Configurable Relations

The ontology has 8 built-in relation types: implements, extends, optimizes, contradicts, cites, prerequisite_of, trades_off, derived_from. Each has default keyword synonyms used for automatic extraction.

You can customize relations via ontology.relations in config.yaml:

  • Extend a built-in type — add synonyms (e.g., multilingual keywords) to an existing type. The default synonyms are kept; yours are appended.
  • Add a custom type — define a new relation name with its keyword synonyms. Relation names must be lowercase [a-z][a-z0-9_]*.

Zero config = identical to current behavior. Existing databases are migrated automatically on first open. See the full guide for domain-specific examples, built-in synonym tables, and how extraction works.

Cost Optimization

sage-wiki tracks token usage and estimates cost for every compile. Three strategies to reduce cost:

Prompt caching (default: on) — Reuses system prompts across LLM calls within a compile pass. Anthropic and Gemini cache explicitly; OpenAI caches automatically. Saves 50-90% on input tokens.

Batch API — Submit all sources as a single async batch for 50% cost reduction. Available for Anthropic and OpenAI.

sage-wiki compile --batch       # submit batch, checkpoint, exit
sage-wiki compile               # poll status, retrieve when done

Cost estimation — Preview cost before committing:

sage-wiki compile --estimate    # show cost breakdown, exit

Or set compiler.estimate_before: true in config to prompt every time.

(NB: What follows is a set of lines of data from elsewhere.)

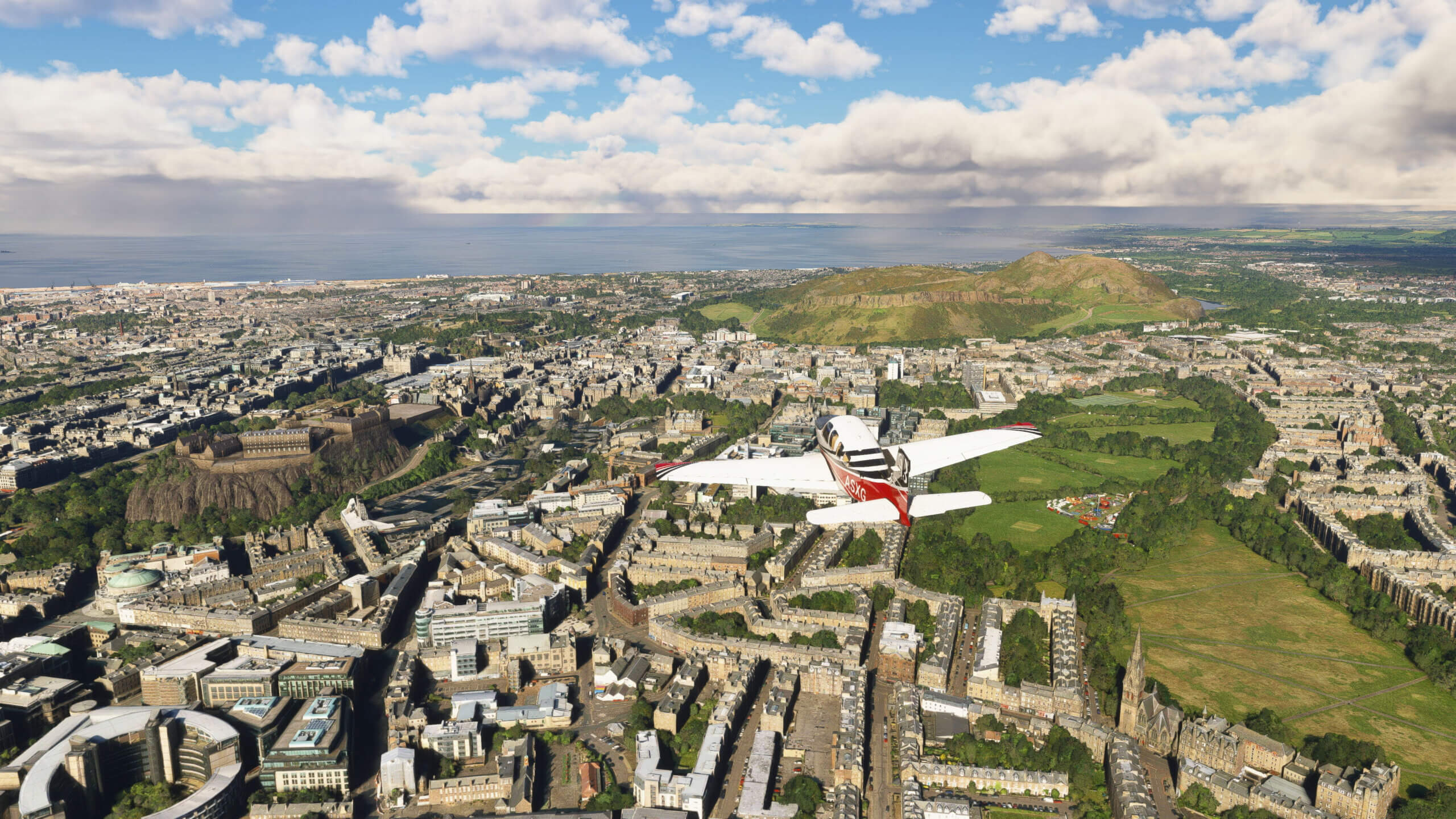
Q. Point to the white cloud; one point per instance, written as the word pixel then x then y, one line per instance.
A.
pixel 378 92
pixel 871 9
pixel 293 56
pixel 1107 138
pixel 493 34
pixel 1176 71
pixel 750 111
pixel 828 53
pixel 1030 16
pixel 159 18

Auto mode — Set compiler.mode: auto and compiler.batch_threshold: 10 to automatically use batch when compiling 10+ sources.

Scaling to Large Vaults

sage-wiki uses tiered compilation to handle vaults of 10K-100K+ documents. Instead of compiling everything through the full LLM pipeline, sources are routed through tiers based on file type and usage:

Tier What happens Cost Time per doc
0 — Index only FTS5 full-text search Free ~5ms
1 — Index + embed FTS5 + vector embedding ~$0.00002 ~200ms
2 — Code parse Structural summary via regex parser (no LLM) Free ~10ms
3 — Full compile Summarize + extract concepts + write articles ~$0.05-0.15 ~5-8 min

By default (default_tier: 3), all sources go through the full LLM pipeline — the same behavior as before tiered compilation. For large vaults (10K+), set default_tier: 1 to index everything in ~5.5 hours, then compile on demand — when an agent queries a topic, search signals uncompiled sources, and wiki_compile_topic compiles just that cluster (~2 min for 20 sources).

Key features:

  • File-type defaults — JSON, YAML, and lock files skip to Tier 0 automatically. Configure per-extension via tier_defaults.
  • Auto-promotion — Sources promote to Tier 3 after 3+ search hits or when a topic cluster reaches 5+ sources.
  • Auto-demotion — Stale articles (90 days without queries) demote to Tier 1 for recompilation on next access.
  • Adaptive backpressure — Concurrency self-tunes to your provider's rate limits. Starts at 20 parallel, halves on 429s, recovers automatically.
  • 10 code parsers — Go (via go/ast), TypeScript, JavaScript, Python, Rust, Java, C, C++, Ruby, plus JSON/YAML/TOML key extraction. Code gets structural summaries without LLM calls.
  • Compile-on-demandwiki_compile_topic("flash attention") via MCP compiles relevant sources in real time.
  • Quality scoring — Per-article source coverage, extraction completeness, and cross-reference density tracked automatically.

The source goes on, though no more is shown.